Scientists surmise that changing environments in the deep past were a major contributor to the megalodon’s extinction, because it couldn't meet the energetic demands required, said Haley Dolton, the study's lead author.
“We know the seas are warming at alarming rates again now and the smalltooth tiger that washed up in Ireland was the first one seen in these waters,” Dolton said. “That implies its range has shifted, potentially due to warming waters, so a few alarm bells are ringing.”
Climate change poses risks to ocean ecosystems and fishing The deep diving study follows publication of an August study, also co-authored by Braun and others, that found the effects of the warming oceans can already be seen in the ocean habitats of several species of sharks and other highly migratory predators in the Atlantic Ocean off the U.S. Coast and the Gulf of Mexico. Both regions are among the fastest warming.

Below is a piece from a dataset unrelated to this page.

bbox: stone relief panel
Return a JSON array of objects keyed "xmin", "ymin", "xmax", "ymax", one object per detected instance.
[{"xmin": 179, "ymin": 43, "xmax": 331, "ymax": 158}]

“Climate change is expected to fundamentally change the status quo for where these species are and how they live," Braun said in August. The research concluded 12 species will encounter widespread loss of suitable habitat in those regions by end of century, in some cases by 70%. Among the fish species included in that August study were porbeagle, shortfin mako, five species of tuna, sailfish, marlin and swordfish.
Besides the expected climate-induced changes, additional impacts from an overlap in fishing efforts, predator distribution and deep sea mining could put critical ecosystems in jeopardy, the scientists concluded. Because such disruptions threaten species at the top of the food chain, harming conservation efforts and the economically important commercial fishing industry, researchers said it's important to protect and continue learning more about the deep ocean.
The studies also illustrate the pressing need to finalize development of a global framework of regional fisheries management organizations, Clayton said.
The WHOI-led study emphasizes the need to be "precautionary," not just about catching top predators, but also about leaving enough fish for the predators, he said. "It's not good enough to manage a single species,"
For example, there's been emerging research into commercially harvesting fish in the twilight zone, he said. "We're often looking for the next fish to exploit without thinking about the predators that depend on those fish at that moment."
If exploitation begins before scientists understand how the ecosystems work, “there's a really big risk of causing damage that is not easily reversible,” said Alice Della Penna, a co-author and collaborator at the University of Auckland, New Zealand.